In general, like the dinosaurs of Jurassic Park, Life (or business) will find a way. Call it greed or ingenuity, it seems like no matter how much we want to "protect" companies, Genie keeps coming out of the bottle as a new loophole is found.

Bottom

In the United States, our wage demands are much higher than in other parts of the world. It should come as no surprise that corporations are trying to find ways to do more with less investment. It is not the fault of the engineers, they are not the ones taking the jobs of American engineers. In the end, it is the corporations that try to be competitive, lean and sustainable.

People do this in their daily life. People went to corporate Walmart instead of local mom and dad stores as the cost was lower and the service was higher. This led to the disappearance of many small local businesses. Now we go to Amazon for the same reason, which kills the Brick and Mortar stores. Why would we expect corporations to act differently? It is the inevitable evolution of the market.

While this may seem like an advertisement, especially to people who are directly affected, being able to use lower cost resources has allowed the companies I have been involved with to try things that they could never have afforded with "normal" salaries. I have seen this behavior with startups where they can accelerate what they could not otherwise do by taking advantage of the global economy.

In my opinion, this is all good in the long term, although it MAY lead to individual problems in the short term.

Does this impact wages?

This is an interesting question, and it should be a yes, at least generally, but the answer in my experience is no.

As far as I'm concerned, I've been in the top 5-10% of earners doing what I love, in the comfort of a climate-controlled cubicle or office for the past 35 years. Although I am usually someone who stays for a while, when I have changed jobs, my current salary is + 10-20%. It is not because of my country of origin, but because of the value that I bring. Sure, there may be more competition, and I may have missed an opportunity that someone cheaper could have won, but overall, the biggest influence on my salary is the value I bring to the corporation.

As someone who has and is a hiring manager, the cost difference has not influenced the hiring decision. I study (or I have HR) I study the current rate for specific skill sets, company size and industry in general, and in the specific geographic market to determine a range. By far my hiring options are based on skill set, experience, behaviors, and cultural fit. The required salary only becomes a factor when everything else is equal (which has never happened to me).

In general, at least in my individual experience, long in IT manufacturing and programming, and now in healthcare, it is that although the ability to outsource and / or hire people willing to work less can add competition to the market, has not had a noticeable impact on wages. Sure, I've seen entire companies switch to another model to save costs, but while it's devastating for the people involved, it's not affecting the market as a whole.

Why?

I suspect this lack of impact is because software engineers and most technologists are not commodities. Supply / demand formulas have many additional variables to consider (think Chaos Theory). It MAY affect some first job wages (I mostly hire with experience), but after a couple of years the numbers even out.

I agree that additional players in the market increase competition for jobs, but overall, the demand for technology in the last 34 years has outpaced supply (provided you're willing to move to where the job is ).
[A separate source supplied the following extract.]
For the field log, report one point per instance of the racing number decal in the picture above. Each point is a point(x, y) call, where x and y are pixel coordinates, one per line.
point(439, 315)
Where I see impact is in more basic or utilitarian areas (such as cable laying, some administrative tasks, in general items that are not a core competence of the company or that provide direct business value). However, in general, value-added functions such as software engineers, although individual people may be affected, I do not see it affect the market as a whole.

Very good question. I am sure that many have this situation in mind. This is how I see this situation: if you like the people, the lifestyle, the climate, the culture, the dollar, etc. from USA, so I don't see any harm in settling you in the states. However, the dollar should not be the only reason.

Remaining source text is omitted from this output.